Zhu Mengying, Liu Jiayin, Wang Feng
Aerospace Information Research Institute, Chinese Academy of Sciences, Beijing 100094, China.
Key Laboratory of Technology in Geo-Spatial Information Processing and Application System, Chinese Academy of Sciences, Beijing 100190, China.
Sensors (Basel). 2024 Sep 27;24(19):6259. doi: 10.3390/s24196259.

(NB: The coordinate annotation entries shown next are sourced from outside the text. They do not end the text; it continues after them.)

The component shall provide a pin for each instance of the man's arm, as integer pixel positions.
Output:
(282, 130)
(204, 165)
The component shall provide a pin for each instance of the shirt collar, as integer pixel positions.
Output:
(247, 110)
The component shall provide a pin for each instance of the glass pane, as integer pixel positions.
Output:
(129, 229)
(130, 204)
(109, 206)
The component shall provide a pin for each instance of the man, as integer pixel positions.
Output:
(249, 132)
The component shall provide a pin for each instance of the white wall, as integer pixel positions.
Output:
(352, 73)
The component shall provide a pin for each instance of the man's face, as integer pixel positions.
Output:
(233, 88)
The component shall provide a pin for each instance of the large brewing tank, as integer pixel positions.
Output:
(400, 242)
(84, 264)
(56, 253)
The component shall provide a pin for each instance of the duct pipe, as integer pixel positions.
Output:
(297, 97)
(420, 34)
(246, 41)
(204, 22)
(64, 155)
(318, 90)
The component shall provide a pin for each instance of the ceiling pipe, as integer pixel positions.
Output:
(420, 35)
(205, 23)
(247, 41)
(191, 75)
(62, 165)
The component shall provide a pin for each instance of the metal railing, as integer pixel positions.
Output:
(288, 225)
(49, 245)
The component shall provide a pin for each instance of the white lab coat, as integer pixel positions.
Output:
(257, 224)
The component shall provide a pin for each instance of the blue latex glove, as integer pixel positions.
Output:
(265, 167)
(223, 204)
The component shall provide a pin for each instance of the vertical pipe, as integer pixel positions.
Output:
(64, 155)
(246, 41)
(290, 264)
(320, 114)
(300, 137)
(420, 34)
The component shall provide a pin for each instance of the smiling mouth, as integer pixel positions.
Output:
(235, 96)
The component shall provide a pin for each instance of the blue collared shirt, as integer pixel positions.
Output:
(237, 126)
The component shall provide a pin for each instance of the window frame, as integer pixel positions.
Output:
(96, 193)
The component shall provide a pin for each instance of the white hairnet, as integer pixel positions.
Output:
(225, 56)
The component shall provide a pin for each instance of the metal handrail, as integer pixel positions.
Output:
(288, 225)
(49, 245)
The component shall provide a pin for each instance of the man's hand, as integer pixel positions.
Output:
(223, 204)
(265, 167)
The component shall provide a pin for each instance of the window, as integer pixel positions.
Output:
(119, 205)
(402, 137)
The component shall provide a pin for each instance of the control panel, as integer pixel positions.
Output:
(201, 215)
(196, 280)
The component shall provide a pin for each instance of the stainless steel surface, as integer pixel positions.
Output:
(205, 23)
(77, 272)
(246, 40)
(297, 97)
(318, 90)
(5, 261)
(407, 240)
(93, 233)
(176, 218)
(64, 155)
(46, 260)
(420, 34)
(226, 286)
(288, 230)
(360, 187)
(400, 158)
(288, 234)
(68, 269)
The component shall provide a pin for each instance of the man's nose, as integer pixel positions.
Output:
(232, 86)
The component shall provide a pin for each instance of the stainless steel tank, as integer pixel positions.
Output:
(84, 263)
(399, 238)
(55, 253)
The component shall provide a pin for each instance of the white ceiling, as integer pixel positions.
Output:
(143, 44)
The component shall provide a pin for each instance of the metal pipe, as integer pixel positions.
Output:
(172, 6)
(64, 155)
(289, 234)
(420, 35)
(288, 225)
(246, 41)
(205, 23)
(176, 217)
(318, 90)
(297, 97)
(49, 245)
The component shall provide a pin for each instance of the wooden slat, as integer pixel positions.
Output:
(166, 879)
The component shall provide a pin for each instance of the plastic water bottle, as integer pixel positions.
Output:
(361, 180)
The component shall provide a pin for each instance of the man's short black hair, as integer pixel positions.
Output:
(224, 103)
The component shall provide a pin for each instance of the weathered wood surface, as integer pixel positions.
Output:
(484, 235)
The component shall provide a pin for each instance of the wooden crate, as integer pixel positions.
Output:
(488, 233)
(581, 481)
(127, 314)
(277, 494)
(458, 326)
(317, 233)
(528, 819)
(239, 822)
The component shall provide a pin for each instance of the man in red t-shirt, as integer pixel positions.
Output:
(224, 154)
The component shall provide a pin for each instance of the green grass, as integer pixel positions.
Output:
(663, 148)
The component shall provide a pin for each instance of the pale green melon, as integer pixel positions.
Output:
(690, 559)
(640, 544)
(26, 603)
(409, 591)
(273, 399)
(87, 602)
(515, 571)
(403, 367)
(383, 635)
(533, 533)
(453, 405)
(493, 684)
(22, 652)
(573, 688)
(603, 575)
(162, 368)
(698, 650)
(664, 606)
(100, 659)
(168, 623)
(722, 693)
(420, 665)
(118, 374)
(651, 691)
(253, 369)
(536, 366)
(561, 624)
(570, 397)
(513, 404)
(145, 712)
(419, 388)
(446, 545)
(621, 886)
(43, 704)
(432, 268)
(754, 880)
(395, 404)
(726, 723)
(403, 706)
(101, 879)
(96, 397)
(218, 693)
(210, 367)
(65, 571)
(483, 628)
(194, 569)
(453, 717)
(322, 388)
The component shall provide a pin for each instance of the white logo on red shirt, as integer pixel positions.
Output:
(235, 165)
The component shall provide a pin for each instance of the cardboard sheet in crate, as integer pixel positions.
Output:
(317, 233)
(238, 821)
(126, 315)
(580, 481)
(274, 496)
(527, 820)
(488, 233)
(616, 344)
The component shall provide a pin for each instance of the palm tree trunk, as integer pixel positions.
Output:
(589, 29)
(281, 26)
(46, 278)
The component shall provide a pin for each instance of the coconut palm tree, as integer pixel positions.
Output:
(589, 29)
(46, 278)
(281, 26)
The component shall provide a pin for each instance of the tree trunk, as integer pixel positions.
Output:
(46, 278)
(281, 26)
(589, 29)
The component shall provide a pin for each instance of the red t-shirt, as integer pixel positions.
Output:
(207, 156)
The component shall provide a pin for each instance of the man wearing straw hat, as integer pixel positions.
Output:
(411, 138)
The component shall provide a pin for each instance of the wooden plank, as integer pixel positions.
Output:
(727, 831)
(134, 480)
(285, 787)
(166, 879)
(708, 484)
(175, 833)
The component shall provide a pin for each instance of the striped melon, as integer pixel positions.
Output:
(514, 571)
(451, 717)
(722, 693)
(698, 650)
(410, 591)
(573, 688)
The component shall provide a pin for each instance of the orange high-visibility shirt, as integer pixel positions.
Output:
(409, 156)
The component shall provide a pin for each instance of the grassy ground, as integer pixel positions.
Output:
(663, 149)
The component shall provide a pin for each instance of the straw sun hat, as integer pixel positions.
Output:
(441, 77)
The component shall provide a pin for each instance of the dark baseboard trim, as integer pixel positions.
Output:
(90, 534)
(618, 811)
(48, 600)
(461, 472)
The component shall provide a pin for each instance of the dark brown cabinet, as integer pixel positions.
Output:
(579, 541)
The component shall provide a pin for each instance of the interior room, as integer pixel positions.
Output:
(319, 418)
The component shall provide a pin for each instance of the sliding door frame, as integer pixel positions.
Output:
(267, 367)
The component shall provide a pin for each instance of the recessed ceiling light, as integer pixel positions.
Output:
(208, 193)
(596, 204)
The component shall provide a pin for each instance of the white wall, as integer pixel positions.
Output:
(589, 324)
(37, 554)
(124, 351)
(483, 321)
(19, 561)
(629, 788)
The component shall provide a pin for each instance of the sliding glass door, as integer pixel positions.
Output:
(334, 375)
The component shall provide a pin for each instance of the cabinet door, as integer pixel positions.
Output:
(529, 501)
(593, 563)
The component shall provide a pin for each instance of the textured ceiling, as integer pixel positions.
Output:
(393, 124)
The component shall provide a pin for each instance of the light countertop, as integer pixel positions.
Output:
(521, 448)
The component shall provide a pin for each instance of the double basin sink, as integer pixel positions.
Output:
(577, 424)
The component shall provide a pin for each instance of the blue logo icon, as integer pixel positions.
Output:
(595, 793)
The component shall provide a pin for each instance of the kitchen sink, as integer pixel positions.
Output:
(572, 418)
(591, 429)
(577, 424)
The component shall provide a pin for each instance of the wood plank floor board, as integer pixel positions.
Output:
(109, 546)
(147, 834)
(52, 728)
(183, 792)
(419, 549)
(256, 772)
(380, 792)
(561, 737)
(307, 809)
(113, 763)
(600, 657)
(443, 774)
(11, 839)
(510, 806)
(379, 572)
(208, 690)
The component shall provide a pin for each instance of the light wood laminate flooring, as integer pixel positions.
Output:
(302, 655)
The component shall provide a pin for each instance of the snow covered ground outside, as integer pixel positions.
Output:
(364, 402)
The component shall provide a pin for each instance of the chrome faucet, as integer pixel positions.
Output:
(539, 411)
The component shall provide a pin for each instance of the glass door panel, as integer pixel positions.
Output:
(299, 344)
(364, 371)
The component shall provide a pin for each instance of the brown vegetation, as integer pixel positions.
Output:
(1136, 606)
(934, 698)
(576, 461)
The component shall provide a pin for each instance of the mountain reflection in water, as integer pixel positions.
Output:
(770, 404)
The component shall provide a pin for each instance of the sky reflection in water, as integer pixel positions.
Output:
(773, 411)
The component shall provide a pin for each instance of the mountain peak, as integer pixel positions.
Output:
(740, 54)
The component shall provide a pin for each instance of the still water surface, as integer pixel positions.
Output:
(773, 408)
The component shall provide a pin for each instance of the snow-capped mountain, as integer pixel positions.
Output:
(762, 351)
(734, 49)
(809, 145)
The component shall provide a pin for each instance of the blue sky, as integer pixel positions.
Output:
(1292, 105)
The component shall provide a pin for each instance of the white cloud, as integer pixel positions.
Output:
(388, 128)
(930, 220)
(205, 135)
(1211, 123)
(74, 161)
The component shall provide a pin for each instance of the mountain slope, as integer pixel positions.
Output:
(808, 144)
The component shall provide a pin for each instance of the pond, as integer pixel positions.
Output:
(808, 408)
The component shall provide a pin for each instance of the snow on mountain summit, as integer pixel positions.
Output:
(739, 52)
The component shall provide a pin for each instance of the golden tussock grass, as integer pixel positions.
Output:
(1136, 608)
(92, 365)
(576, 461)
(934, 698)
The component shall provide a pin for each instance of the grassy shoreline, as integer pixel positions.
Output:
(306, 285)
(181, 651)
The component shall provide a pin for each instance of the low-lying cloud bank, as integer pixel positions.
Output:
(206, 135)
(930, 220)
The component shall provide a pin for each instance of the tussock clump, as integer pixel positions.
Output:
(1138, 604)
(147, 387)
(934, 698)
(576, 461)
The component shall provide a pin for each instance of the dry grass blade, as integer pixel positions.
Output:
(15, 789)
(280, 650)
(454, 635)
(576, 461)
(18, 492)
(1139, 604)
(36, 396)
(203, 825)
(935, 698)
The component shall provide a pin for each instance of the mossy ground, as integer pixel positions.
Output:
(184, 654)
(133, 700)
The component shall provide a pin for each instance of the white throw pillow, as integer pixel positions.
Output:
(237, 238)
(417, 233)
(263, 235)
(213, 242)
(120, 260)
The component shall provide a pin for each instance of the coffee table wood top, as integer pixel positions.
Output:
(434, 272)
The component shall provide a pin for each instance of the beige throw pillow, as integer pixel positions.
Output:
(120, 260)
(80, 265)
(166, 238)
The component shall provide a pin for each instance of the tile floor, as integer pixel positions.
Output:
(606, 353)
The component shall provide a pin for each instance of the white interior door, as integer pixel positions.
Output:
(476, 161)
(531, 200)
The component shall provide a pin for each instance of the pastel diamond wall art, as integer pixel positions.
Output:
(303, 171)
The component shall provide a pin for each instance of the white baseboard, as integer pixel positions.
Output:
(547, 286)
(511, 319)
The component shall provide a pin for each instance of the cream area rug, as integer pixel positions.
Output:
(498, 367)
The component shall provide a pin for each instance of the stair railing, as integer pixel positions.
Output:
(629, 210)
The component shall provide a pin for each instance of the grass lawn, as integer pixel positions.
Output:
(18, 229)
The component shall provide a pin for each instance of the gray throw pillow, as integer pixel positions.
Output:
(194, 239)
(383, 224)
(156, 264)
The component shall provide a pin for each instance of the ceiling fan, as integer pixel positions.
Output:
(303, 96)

Multispectral remote sensing images contain abundant information about the distribution and reflectance of ground objects, playing a crucial role in target detection, environmental monitoring, and resource exploration. However, due to the complexity of the imaging process in multispectral remote sensing, image blur is inevitable, and the blur kernel is typically unknown. In recent years, many researchers have focused on blind image deblurring, but most of these methods are based on single-band images. When applied to CASEarth satellite multispectral images, the spectral correlation is unutilized. To address this limitation, this paper proposes a novel approach that leverages the characteristics of multispectral data more effectively. We introduce an inter-band gradient similarity prior and incorporate it into the patch-wise minimal pixel (PMP)-based deblurring model. This approach aims to utilize the spectral correlation across bands to improve deblurring performance. A solution algorithm is established by combining the half-quadratic splitting method with alternating minimization. Subjectively, the final experiments on CASEarth multispectral images demonstrate that the proposed method offers good visual effects while enhancing edge sharpness. Objectively, our method leads to an average improvement in point sharpness by a factor of 1.6, an increase in edge strength level by a factor of 1.17, and an enhancement in RMS contrast by a factor of 1.11.
多光谱遥感图像包含有关地面物体分布和反射率的丰富信息,在目标检测、环境监测和资源勘探中发挥着关键作用。然而,由于多光谱遥感成像过程的复杂性,图像模糊不可避免,并且模糊核通常是未知的。近年来,许多研究人员专注于盲图像去模糊,但这些方法大多基于单波段图像。当应用于CASEarth卫星多光谱图像时,光谱相关性未被利用。为了解决这一局限性,本文提出了一种更有效地利用多光谱数据特征的新方法。我们引入了带间梯度相似性先验,并将其纳入基于逐块最小像素(PMP)的去模糊模型中。该方法旨在利用各波段之间的光谱相关性来提高去模糊性能。通过将半二次分裂方法与交替最小化相结合,建立了一种求解算法。主观上,对CASEarth多光谱图像的最终实验表明,所提出的方法在增强边缘清晰度的同时提供了良好的视觉效果。客观上,我们的方法使点清晰度平均提高了1.6倍,边缘强度水平提高了1.17倍,均方根对比度提高了1.11倍。